| Hmm I guess so everyone thought that I was the troll who just hates X because Y reason!! I did a
sudo -u suraj createdb mydb It said that role suraj didn't exist, then I realized that postgres was using my own username, I didn't touch a single config file! In a remarkable sense of irony, postgres is so amazing that while installation mysql needs us to give a password, postgres uses this user concept and for each database you have to create a new user so there is no one password to rule them all. $ sudo -u suraj psql I was just trying to do $ psql then it was saying that the role suraj didn't exist so I did sudo -u postgres createuser --superuser $USER then it said that role suraj exists, then it said database suraj didn't exist sudo -u suraj createdb amarokdb; then it created the db then I connected the db using the usual format |
If you install Mysql from scratch, you also need to manually set the superuser password.

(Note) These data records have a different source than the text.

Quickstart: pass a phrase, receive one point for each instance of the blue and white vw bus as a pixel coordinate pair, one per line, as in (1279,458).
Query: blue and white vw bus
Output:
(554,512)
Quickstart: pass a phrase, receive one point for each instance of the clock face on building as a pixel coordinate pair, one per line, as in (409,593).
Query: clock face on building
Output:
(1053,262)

For a different perspective, read the relevant post-installation configuration documentation for Mysql [0] and Postgresql [1] on Gentoo Linux.
If your distro asks you -as part of the installation process- for a MySQL password, that's a feature that has been added by the MySQL packager for your distro, not a feature of MySQL.

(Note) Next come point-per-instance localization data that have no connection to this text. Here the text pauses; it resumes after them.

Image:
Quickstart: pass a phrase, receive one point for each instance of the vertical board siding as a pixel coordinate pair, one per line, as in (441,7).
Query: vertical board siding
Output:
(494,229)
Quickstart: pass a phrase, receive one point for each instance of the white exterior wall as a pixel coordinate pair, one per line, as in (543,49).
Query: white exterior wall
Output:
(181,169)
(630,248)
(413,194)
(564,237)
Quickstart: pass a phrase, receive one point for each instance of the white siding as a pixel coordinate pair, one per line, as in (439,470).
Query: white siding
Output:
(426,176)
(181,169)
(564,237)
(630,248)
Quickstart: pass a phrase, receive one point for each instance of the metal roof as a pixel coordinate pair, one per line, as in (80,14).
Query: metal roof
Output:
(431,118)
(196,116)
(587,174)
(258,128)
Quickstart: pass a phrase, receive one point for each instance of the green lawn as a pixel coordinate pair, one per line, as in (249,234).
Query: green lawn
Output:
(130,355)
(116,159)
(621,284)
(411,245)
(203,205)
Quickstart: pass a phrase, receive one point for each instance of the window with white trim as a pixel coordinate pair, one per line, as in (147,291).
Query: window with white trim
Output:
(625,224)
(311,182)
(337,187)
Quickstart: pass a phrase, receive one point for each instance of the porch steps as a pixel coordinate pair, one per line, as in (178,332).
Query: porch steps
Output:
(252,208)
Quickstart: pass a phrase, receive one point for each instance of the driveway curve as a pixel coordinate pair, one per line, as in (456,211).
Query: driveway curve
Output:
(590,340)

> postgres uses this user concept and for each database you have to create a new user so there is no one password to rule them all.
This is completely incorrect. Look at pg_hba.conf and the comments contained within, as well as the GRANT command I mentioned in an earlier comment.
A suggestion:
Slow down. Block out an hour or two to learn how to properly manage both a Postgres and a MySql server.
Figure out that Postgres calls "Users" "Roles" (because a Role can be one or more users). Read about Database Role management in the official Postgres documentation. Learn about Roles and Role permission management. Do the same for MySQL.
Once you've done this you will
* Be able to manage DB user accounts and permissions without depending on random internet walkthroughs.
* Understand that -despite the terminology differences- managing users and DB permissions is fundamentally the same in MySQL and Postgres.